II
Il ne sert à rien d’apprendre à lire, puisque de toute façon la présence d’une boucherie se détecte à une lieue, à l’odorat. Si cependant vous habitez Moscou et possédez un gramme de cervelle, que vous le vouliez ou non, vous finissez par vous alphabétiser, et ceci sans avoir à fréquenter l’école. Des quarante mille cabots que compte la capitale, certainement n’en est-il pas un seul qui ne pût former le mot « saucisson », à moins d’être totalement obtus.
Pour sa part, Boule s’y était mis en se repérant aux couleurs. Il n’avait que quatre mois quand Moscou s’orna d’une multitude d’enseignes vertes et bleues avec les lettres BSPO, le sigle annonçant une boucherie. Répétons qu’en l’occurrence savoir lire est absolument inutile, puisque de toute façon ça se sent, la viande. Une fois il y eut cependant maldonne : avisant la déprimante couleur bleuâtre, et trompé par les fumées d’essence d’un moteur qui lui oblitérait provisoirement le système olfactif, Boule, au lieu d’une boucherie, débarqua chez les frères Goloubizner, articles ménagers. Dans cette boutique, qui se trouvait pourtant rue des Bouchers, il fut reçu à grands coups de fil électrique cinglant, lequel pour l’efficacité vaut largement le fouet du cocher. Ce fut un moment mémorable, que l’on peut considérer comme le point de départ de l’instruction du cabot. S’étant retrouvé assez rapidement sur le trottoir, il commença à réaliser que « bleu » ne signifie pas toujours « boucherie ». Aussi bien, tout en se retirant la queue entre les pattes en hurlant sa douleur, il prit note que dans le cas d’une boucherie, ça commence toujours par un machin biscornu colorié en or ou en roux et qui ressemble à un vélocipède cabré.

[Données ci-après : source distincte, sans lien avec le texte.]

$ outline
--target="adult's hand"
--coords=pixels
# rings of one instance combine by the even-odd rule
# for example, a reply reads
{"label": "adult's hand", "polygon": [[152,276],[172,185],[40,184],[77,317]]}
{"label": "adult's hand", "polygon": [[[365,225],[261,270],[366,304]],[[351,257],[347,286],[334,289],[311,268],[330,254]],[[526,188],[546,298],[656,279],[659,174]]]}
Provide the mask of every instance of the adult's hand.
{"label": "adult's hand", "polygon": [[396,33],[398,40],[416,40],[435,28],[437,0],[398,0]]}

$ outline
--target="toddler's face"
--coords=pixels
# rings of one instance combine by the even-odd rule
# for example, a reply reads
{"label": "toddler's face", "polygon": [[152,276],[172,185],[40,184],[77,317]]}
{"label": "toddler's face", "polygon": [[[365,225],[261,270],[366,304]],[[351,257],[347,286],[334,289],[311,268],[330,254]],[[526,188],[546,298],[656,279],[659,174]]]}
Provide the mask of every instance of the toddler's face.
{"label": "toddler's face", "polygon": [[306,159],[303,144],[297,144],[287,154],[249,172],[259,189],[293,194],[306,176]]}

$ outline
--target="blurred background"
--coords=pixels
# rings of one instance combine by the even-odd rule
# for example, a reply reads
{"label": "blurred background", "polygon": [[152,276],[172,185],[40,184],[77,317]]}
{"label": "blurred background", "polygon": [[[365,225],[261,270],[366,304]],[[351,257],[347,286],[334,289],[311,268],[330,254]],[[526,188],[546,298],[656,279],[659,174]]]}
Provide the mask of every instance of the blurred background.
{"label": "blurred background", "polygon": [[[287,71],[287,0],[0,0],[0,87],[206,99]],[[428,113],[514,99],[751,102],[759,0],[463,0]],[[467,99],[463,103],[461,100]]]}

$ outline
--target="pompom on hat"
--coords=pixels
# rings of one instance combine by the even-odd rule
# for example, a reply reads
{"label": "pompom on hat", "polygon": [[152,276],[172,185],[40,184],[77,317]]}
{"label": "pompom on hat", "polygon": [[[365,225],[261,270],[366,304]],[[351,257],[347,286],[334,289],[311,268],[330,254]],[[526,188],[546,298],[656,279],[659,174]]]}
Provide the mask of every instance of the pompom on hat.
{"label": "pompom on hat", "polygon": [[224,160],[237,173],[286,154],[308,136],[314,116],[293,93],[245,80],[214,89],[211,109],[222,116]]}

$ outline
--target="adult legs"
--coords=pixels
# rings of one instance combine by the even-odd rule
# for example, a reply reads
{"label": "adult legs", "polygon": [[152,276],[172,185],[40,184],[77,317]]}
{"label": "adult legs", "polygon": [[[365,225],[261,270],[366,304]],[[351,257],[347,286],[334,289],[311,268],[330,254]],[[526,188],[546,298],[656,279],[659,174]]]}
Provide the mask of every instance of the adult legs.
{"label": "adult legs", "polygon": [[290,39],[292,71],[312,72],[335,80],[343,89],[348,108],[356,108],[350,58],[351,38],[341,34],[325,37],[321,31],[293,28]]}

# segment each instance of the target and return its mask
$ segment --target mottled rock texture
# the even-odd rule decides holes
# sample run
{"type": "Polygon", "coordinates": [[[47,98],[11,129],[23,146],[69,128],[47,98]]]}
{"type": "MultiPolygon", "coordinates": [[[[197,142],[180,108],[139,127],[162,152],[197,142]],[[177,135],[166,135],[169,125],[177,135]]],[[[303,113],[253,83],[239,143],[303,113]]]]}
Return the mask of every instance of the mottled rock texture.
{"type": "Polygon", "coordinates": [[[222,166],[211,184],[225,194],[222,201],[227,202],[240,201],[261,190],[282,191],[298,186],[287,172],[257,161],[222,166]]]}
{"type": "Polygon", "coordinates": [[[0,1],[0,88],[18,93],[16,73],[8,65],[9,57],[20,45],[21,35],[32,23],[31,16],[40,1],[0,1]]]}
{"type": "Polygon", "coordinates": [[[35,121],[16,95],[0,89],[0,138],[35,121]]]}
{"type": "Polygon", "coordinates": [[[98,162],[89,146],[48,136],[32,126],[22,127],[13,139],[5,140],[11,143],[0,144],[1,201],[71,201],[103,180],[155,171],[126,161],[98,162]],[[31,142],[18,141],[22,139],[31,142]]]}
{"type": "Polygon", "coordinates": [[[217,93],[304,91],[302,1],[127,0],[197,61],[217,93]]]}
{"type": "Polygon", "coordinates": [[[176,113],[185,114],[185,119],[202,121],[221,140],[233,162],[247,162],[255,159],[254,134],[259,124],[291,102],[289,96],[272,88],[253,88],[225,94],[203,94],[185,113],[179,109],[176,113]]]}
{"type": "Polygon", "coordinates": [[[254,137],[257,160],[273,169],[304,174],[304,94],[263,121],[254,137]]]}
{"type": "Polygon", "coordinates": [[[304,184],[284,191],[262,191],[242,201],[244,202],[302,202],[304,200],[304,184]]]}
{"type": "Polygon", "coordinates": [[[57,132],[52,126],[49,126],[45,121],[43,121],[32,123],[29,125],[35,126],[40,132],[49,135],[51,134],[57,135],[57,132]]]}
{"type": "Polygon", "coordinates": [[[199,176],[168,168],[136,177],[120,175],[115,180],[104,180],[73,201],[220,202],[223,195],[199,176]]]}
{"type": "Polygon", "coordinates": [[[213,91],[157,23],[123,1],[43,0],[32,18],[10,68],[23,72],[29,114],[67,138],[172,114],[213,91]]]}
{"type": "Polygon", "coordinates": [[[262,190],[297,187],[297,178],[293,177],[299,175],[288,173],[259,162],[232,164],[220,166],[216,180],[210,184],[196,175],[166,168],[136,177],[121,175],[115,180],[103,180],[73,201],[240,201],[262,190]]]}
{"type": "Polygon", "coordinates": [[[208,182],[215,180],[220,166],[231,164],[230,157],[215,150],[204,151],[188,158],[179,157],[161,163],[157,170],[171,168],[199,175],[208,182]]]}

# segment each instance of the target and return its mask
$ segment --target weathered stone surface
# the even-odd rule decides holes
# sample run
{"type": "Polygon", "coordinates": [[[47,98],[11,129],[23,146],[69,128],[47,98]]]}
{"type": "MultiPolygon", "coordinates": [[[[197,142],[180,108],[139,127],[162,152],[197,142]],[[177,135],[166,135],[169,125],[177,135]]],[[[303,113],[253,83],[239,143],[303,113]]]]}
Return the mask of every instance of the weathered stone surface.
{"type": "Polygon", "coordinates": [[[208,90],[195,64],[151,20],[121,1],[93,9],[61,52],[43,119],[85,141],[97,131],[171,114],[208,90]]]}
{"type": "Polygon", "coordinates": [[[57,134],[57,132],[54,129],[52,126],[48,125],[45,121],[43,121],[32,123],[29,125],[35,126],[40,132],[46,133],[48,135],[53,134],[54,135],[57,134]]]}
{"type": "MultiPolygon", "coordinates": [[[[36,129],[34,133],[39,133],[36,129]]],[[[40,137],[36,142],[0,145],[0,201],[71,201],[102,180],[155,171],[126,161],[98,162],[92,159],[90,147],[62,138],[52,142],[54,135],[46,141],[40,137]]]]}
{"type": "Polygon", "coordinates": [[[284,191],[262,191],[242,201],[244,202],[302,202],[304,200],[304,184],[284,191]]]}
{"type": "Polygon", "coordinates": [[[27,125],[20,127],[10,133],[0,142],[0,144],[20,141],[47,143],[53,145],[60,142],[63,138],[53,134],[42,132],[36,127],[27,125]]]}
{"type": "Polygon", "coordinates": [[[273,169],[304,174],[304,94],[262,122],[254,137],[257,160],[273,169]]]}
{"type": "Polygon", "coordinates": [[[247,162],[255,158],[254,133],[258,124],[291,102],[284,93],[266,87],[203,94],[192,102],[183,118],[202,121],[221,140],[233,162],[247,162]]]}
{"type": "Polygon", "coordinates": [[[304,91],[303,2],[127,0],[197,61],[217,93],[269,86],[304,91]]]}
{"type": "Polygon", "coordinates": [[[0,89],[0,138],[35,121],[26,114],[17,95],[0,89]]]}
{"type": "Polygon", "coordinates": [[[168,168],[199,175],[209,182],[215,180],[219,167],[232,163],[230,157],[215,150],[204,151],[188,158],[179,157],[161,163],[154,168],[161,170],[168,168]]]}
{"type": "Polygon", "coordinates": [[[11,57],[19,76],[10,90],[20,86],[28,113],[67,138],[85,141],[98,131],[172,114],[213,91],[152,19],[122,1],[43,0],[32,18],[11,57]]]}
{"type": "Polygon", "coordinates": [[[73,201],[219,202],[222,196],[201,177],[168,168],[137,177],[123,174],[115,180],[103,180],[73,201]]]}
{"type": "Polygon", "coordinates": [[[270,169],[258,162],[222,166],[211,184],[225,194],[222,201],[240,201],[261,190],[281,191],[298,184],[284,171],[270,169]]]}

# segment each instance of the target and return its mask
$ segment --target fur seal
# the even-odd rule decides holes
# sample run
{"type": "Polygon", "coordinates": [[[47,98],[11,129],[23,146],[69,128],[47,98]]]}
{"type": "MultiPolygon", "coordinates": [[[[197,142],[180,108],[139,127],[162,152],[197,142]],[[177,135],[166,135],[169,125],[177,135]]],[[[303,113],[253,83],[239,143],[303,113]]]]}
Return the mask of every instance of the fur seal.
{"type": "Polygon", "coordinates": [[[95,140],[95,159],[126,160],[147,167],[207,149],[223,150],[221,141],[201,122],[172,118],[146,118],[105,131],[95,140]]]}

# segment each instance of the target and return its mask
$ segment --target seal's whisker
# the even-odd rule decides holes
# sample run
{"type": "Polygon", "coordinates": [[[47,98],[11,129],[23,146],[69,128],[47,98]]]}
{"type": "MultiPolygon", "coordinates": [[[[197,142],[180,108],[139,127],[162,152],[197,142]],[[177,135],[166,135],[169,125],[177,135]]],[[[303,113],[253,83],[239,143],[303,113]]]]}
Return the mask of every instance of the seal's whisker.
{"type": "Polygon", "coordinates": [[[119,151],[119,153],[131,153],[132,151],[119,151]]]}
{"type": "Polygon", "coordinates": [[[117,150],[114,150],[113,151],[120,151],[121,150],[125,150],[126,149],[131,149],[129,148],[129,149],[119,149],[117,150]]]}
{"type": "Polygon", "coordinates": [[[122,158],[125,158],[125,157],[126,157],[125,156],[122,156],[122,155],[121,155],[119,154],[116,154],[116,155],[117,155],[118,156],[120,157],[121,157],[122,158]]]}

La suite fut beaucoup plus facile. Boule apprit le S à la poissonnerie du coin de la Mokhovaïa, puis le N et avec le temps le P, car il lui était plus commode d’accourir sur les lieux par la queue du mot « poissons » plutôt que par la tête, un milicien étant généralement posté de ce côté-là.
Les carreaux de faïence dont étaient revêtus les murs d’angle de maints magasins moscovites n’avaient qu’une signification, toujours et partout : « Fro-ma-ge ». L’espèce de robinet de samovar par quoi débutait l’une des enseignes, outre qu’il désignait l’ancien propriétaire Tchitchkine, correspondait surtout à des montagnes de hollandes rouges, à certains commis sadiques ennemis des chiens, à la sciure sur le sol et à un camembert horrible, particulièrement malodorant.
Là où on jouait de l’accordéon — ce qui ne valait guère mieux que « Céleste Aida » — et où ça embaumait la saucisse, les premières lettres alignées sur la pancarte blanche s’arrangeaient ingénieusement en un lesgrosmo... qui signifiait tout bonnement Les gros mots et les pourboires sont interdits. En ce lieu animé, des rixes éclataient périodiquement, des hommes étaient battus à coups de poing dans la figure, des chiens à coups de pied au train et de serviette sur le museau. Les premiers à de rares occasions, les seconds en permanence.
Si dans les vitrines on avait pendu des jambons défraîchis et exposé des corbeilles de mandarines — wouah-wouah... ah... limentation. Si c’étaient des bouteilles opaques remplies d’un liquide douteux... Vé-i-ène-esse ; Vins. Le magasin des ci-devant Élisséev frères.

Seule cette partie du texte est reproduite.